I've yet to encounter in climbing a single situation where a pull-up bar scenario has arisen. If anything this workout is just a bad idea for a number of reasons. First, it causes significant damage to the elbows when done in the kind of numbers you need to make a diference. Second, it actually works out muscle groups you don't really need which contribute to a nice physique but superfluous muscle weight. The solution is to get yourself a finger board. Or build a campus board. Both of these will give you close to real life scenarios that you will encounter in your climbs. Now, not everyone can smear their walls with slabs of wood or nail a fingerboard up. So what can you possibly do for your shoulders? Homemade Climber to the rescue.
The picture to the right is taken of the inner part of your standard door frame. As you can see a thin strip of wood lining the inside of the door frame makes for an interesting crimper simulation. However it only offers you sideways and upside down angles. No worries. Try standing perpendicular to your door frame and holding the crimp with one arm step right next to your door frame and lean outwards. In this position you will be able to repeatedly pull your body weight into the door. One week of this and you will be a monster at shoulder strength.

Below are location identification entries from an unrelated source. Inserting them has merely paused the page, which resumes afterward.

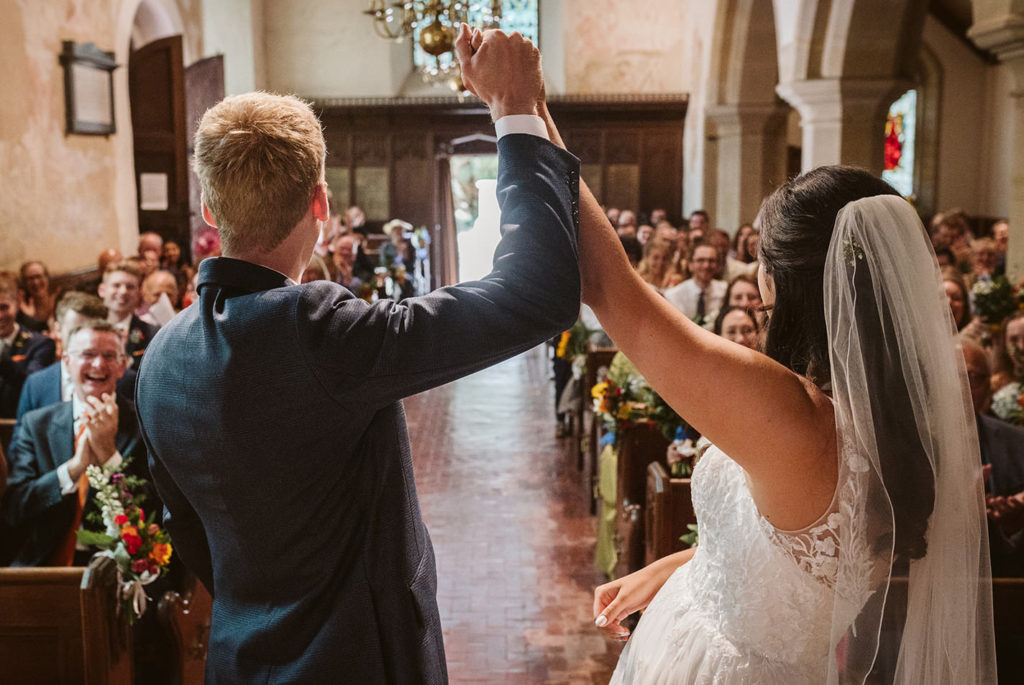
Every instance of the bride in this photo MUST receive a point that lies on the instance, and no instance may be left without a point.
(842, 526)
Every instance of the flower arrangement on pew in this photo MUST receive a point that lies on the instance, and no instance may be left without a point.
(139, 547)
(633, 402)
(1008, 402)
(994, 300)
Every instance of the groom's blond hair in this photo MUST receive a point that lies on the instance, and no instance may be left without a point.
(259, 158)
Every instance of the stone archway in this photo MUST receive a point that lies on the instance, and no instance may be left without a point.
(744, 119)
(841, 66)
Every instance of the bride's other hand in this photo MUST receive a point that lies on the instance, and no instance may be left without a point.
(613, 601)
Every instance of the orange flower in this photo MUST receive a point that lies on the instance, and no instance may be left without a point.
(161, 553)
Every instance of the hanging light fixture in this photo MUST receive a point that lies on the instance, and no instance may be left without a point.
(437, 22)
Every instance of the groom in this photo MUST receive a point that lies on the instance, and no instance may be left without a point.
(272, 411)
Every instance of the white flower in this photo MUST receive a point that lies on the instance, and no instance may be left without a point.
(1006, 403)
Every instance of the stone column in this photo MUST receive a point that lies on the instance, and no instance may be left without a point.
(843, 120)
(751, 142)
(1003, 33)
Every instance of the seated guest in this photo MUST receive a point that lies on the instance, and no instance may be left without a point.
(52, 384)
(36, 301)
(984, 259)
(343, 255)
(355, 220)
(315, 269)
(644, 233)
(679, 269)
(700, 297)
(627, 223)
(207, 244)
(47, 488)
(738, 325)
(154, 286)
(170, 258)
(739, 245)
(121, 290)
(22, 351)
(1003, 454)
(633, 249)
(743, 292)
(1000, 233)
(1009, 351)
(654, 266)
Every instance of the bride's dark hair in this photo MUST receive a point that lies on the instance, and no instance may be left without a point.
(797, 224)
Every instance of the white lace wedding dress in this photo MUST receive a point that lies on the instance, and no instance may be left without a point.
(754, 604)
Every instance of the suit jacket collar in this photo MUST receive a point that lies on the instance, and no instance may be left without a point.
(239, 275)
(61, 434)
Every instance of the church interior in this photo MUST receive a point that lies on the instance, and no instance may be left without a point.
(536, 487)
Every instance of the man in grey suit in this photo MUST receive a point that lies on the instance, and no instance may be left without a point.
(272, 411)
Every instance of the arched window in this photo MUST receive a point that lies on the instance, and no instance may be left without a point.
(901, 133)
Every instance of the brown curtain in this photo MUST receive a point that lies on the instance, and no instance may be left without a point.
(444, 246)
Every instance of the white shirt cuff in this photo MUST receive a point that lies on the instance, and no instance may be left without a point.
(528, 124)
(67, 484)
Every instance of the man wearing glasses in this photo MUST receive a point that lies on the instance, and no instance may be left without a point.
(47, 490)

Another good exercise with this part of your door is to stand about half a meter from your open door. place your fingers in the crimp with your hands facing out. This will feel weird. But lean into the door until you feel that the weight is being held by your shoulders. Lock off in intervals of 15 seconds. Rest about 1 minute between sets.
If you keep a regular training schedule adding these two to your roster should give you noticeably increased shoulder strength within a week.